Он произносил это так, будто рассказывал о форменной одежде: врачу нужно носить белый халат, потому что так принято, охотнику — резиновые сапоги, чтоб ходить по болотам, пчеловоду — сетку на лице, чтоб пчелы не покусали, дачнику — старые трико, которые можно пачкать в земле. Ну а в храм — длинную юбку, закрытую блузку и платок на голове.

И в самом деле, ты же не придешь на работу в вечернем платье с голыми плечами и с разрезом до бедра? Вот и с храмом так же. Каждому случаю соответствует определенная одежда.

— Желательно приходить без косметики, — говорил священник. — Главное — без губной помады. Потому что здесь иконы целуют, от помады следы остаются.

Аня внутренне кивала. Всё было очень логично и по-человечески понятно.

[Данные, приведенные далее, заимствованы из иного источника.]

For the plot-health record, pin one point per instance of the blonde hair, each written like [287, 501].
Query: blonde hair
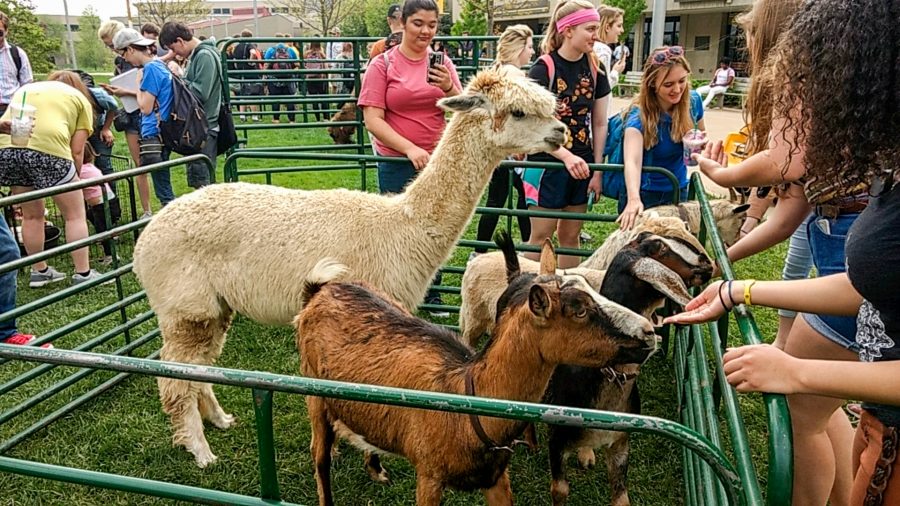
[512, 42]
[648, 104]
[552, 38]
[763, 24]
[109, 29]
[608, 17]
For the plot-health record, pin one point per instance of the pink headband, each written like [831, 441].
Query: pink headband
[577, 18]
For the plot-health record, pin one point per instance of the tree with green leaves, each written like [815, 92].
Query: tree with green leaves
[27, 31]
[472, 18]
[90, 51]
[633, 10]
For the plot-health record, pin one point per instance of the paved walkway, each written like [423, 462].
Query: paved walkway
[719, 123]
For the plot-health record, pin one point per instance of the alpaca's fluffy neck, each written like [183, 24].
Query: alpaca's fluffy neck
[445, 193]
[513, 368]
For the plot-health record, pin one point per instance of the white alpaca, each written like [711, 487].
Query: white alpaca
[249, 248]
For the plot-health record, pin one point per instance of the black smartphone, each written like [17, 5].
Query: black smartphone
[435, 59]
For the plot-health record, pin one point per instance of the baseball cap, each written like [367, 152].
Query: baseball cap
[130, 37]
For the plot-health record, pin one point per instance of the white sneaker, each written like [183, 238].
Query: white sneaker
[39, 279]
[77, 279]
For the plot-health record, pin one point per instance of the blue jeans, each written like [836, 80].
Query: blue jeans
[9, 251]
[826, 243]
[393, 178]
[652, 198]
[797, 263]
[153, 151]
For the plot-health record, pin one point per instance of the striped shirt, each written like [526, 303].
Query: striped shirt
[10, 80]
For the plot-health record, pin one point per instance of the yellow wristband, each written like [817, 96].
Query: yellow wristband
[747, 285]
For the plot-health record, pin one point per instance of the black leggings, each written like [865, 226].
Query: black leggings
[498, 191]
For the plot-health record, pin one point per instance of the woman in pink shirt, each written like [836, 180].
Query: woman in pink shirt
[399, 101]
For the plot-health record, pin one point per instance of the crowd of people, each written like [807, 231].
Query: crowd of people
[828, 149]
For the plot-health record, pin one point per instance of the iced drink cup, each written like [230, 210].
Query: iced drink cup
[694, 141]
[22, 117]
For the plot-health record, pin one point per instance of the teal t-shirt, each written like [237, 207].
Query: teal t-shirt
[667, 153]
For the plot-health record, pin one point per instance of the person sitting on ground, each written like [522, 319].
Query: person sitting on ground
[93, 199]
[52, 156]
[720, 83]
[9, 252]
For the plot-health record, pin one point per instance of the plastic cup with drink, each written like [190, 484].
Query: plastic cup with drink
[22, 122]
[694, 141]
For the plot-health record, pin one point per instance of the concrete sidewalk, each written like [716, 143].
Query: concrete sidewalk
[719, 123]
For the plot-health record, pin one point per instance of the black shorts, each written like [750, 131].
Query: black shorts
[27, 167]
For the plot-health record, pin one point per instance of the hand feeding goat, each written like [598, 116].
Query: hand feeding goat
[348, 332]
[640, 277]
[248, 248]
[483, 281]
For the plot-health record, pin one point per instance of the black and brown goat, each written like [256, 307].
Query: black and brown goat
[641, 276]
[350, 332]
[344, 134]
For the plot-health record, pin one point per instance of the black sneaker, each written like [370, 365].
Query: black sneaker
[435, 300]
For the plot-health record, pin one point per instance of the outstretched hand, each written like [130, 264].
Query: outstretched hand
[762, 368]
[703, 308]
[712, 162]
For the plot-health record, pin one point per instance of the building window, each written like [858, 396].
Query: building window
[701, 43]
[735, 45]
[671, 31]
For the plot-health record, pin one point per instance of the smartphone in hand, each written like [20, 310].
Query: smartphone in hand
[434, 59]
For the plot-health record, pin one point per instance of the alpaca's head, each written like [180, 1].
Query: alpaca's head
[510, 112]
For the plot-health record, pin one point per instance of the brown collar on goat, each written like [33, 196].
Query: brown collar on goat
[476, 424]
[682, 213]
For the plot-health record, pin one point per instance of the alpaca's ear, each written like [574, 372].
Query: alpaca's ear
[464, 103]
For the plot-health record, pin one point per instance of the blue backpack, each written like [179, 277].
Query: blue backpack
[614, 182]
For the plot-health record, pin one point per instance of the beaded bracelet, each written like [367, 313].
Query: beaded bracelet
[722, 299]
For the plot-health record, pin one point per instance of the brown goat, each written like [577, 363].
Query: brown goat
[344, 134]
[349, 332]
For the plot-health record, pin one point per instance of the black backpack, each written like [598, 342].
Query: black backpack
[184, 132]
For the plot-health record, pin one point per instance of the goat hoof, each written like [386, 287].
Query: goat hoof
[204, 458]
[379, 477]
[586, 458]
[224, 421]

Священник был ласков со слушателями и улыбался хорошей улыбкой, которая сразу понравилась Ане. При этом было видно, что священник очень хочет, чтоб все присутствующие приняли крещение, он уверен, что им от этого будет только польза, он убежден, что делает доброе дело, приглашая людей креститься.

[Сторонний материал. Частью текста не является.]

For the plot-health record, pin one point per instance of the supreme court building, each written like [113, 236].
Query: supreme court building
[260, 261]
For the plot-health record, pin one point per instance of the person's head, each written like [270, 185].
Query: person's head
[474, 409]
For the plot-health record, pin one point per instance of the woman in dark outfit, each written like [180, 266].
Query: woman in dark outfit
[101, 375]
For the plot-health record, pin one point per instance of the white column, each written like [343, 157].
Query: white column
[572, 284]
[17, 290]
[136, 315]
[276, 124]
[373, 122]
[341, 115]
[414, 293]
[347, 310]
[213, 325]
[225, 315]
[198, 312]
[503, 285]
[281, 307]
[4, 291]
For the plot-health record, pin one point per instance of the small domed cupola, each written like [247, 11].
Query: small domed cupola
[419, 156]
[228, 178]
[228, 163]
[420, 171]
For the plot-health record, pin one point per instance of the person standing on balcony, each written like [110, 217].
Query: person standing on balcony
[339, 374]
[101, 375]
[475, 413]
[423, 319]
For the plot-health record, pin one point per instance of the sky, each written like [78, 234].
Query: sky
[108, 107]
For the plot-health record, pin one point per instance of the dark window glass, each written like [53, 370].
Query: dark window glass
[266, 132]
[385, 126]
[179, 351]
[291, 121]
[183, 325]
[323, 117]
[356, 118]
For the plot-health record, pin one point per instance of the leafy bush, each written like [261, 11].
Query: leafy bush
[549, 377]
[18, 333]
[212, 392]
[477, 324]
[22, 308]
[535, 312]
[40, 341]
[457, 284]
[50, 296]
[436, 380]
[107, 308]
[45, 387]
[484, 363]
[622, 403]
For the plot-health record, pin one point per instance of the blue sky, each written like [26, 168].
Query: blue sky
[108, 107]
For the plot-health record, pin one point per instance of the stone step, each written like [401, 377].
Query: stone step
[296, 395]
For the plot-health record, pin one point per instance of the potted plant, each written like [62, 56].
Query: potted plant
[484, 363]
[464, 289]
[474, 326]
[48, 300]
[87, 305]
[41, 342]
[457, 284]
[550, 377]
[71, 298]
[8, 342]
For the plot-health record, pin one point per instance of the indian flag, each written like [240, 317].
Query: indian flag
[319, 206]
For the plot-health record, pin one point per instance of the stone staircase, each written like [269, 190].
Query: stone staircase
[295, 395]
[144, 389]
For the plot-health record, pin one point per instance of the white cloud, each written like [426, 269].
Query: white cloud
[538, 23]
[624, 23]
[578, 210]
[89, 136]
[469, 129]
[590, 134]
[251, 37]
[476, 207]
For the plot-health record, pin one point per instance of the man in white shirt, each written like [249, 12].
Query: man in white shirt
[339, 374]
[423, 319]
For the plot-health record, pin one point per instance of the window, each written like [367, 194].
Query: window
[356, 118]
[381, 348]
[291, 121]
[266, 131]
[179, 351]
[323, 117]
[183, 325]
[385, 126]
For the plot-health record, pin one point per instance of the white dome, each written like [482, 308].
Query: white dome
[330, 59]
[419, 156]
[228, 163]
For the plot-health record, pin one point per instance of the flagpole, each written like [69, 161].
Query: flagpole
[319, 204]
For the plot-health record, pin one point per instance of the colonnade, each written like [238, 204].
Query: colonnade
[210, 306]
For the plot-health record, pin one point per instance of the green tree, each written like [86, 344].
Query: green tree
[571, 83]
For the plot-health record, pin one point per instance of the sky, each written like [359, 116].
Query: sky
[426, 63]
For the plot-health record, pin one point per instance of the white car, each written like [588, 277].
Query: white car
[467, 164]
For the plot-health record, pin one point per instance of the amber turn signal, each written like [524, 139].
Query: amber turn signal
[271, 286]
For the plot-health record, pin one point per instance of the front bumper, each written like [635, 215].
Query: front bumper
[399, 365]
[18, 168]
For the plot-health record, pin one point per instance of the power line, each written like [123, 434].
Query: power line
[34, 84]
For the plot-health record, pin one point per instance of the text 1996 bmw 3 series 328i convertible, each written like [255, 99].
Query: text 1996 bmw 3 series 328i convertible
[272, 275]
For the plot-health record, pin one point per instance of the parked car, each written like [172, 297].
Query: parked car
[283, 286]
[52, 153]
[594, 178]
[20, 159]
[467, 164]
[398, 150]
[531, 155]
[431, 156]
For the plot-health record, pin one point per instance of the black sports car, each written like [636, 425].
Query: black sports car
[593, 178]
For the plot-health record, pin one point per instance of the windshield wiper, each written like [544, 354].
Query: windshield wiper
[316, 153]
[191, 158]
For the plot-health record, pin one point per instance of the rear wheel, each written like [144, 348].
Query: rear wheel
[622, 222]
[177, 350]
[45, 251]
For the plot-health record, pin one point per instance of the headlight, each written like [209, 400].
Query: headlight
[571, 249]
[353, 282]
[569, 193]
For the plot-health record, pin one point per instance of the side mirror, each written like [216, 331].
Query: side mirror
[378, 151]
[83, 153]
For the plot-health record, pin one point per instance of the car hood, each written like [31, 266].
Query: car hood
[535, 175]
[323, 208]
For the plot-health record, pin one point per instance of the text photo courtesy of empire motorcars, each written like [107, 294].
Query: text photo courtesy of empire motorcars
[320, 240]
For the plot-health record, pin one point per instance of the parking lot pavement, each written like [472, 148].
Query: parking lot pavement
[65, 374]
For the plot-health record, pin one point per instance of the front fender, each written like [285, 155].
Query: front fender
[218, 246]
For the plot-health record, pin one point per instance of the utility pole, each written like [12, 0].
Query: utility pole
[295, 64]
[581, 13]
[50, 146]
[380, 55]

«А почему бы и нет? — подумала Аня. — Раз всё так, то можно и креститься. Можно даже завтра».

— Если придете завтра, — сказал священник слушателям, — сегодня надо попоститься. То есть, кушать только растительную пищу. После полуночи — ничего не есть и не пить, утром не завтракать. И ночью нельзя иметь отношений с супругом.

Вот и всё. Больше от тех, кто хочет креститься, никто ничего не требовал.

«Завтра», — решила Аня.

И вот тут-то возникли проблемы.

Вообще-то, Аня могла ничего не есть по несколько дней — с тех пор, как она уехала от родителей, вкусная еда ее перестала интересовать. В детстве и отрочестве Аня заглушала едой внутреннюю боль, искала в пирожных и шоколадках радости, которой ей не хватало. В последние восемь лет этой радости стало столько, что вкусности потеряли актуальность. Аня могла неделями жить исключительно на китайской лапше из пакетиков и не испытывала от этого никаких неудобств.